Onderzoek over lage acceptatie homoseksualiteit onder Amsterdamse jongeren is 'opvallende uitzondering'
In dit artikel:
Vorig jaar gaf slechts 43 procent van de Amsterdamse tweede- en vierdeklassers aan homoseksualiteit als normaal te beschouwen, een sterke daling ten opzichte van 63 procent twee jaar eerder. Deze afname van homoacceptatie is echter geen landelijke trend, aldus staatssecretaris Mariëlle Paul, op basis van recent onderzoek van de Universiteit van Amsterdam. Uit dit onderzoek blijkt dat slechts zeven van de 25 GGD-regio’s jongeren naar hun mening over homoseksualiteit vroegen, met wisselende resultaten: drie regio’s toonden een overwegend negatieve houding, twee een gemengde en twee een positieve. De negatieve houdingen in sommige regio’s worden gezien als opvallende uitzonderingen, aangezien nationale studies sinds 2009 juist een stijgende acceptatie laten zien.
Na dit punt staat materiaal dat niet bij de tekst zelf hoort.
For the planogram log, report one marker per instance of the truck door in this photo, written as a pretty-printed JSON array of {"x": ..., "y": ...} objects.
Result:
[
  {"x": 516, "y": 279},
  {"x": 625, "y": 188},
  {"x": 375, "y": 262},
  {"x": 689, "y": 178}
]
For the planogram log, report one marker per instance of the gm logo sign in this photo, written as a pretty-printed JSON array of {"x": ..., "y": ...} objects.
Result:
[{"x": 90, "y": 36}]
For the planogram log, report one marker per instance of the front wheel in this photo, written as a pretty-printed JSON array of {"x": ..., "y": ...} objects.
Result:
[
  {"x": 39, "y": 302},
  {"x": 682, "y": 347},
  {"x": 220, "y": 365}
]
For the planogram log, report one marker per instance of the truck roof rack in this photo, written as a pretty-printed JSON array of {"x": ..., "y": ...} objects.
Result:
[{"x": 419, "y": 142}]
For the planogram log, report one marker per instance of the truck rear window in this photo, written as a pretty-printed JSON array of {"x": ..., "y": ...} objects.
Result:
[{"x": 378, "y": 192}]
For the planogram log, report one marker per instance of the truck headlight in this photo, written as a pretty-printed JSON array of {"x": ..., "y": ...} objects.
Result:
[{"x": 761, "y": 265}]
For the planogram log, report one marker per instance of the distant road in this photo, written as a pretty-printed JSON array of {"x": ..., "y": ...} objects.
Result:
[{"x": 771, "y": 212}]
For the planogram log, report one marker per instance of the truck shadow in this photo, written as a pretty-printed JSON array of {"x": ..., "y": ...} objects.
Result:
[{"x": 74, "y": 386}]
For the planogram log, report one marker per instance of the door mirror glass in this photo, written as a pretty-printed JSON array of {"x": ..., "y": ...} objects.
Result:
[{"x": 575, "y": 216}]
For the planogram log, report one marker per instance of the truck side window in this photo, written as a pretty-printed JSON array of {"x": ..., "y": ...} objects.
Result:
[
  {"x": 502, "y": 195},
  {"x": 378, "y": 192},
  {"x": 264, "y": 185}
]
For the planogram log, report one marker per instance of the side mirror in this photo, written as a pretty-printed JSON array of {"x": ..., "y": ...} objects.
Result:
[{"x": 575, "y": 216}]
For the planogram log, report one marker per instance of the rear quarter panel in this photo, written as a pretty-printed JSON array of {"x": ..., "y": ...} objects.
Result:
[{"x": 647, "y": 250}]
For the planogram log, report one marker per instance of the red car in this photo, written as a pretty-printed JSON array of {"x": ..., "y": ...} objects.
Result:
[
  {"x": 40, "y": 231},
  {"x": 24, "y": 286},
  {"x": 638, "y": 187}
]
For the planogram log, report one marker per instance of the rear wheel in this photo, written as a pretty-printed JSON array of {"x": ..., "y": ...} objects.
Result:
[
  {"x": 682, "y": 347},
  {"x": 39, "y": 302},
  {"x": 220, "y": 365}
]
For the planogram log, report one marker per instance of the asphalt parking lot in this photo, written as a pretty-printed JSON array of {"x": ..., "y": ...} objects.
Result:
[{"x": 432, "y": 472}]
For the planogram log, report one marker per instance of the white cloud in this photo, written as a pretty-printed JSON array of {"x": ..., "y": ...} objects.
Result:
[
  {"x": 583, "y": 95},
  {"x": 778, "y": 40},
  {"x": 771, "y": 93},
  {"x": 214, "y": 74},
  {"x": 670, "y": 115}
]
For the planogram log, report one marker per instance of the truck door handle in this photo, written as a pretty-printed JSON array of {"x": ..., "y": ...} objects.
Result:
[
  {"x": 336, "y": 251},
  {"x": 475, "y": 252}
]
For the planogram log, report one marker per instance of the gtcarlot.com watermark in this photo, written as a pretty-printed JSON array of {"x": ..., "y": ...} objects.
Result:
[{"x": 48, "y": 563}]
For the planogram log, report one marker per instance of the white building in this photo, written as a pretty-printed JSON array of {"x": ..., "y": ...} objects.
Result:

Factoren als geslacht, onderwijsniveau en religiositeit spelen een rol in homoacceptatie; meisjes en leerlingen van havo/vwo staan positiever tegenover homoseksualiteit dan jongens en vmbo-leerlingen, terwijl religieuze jongeren vaker negatieve opvattingen hebben. Ook invloed van ouders, leeftijdsgenoten en contact met lhbtq-personen blijkt van belang. Aspecten als etniciteit en migratieachtergrond worden genoemd, maar vergen nog verder onderzoek.
Een vervolgonderzoek, gepland na de zomer, richt zich op de impact van sociale media, conservatieve ideeën en de "manosfeer" — een online subcultuur met vaak vrouwonvriendelijke opvattingen. Burgemeester Femke Halsema wees op de invloed van polariserende influencers zoals Andrew Tate, maar wetenschappelijk bewijs voor de effecten hiervan op homoacceptatie ontbreekt nog. De bevindingen onderstrepen de complexiteit van veranderende houdingen onder jongeren en benadrukken de noodzaak van verder onderzoek naar regionale verschillen en sociale invloeden.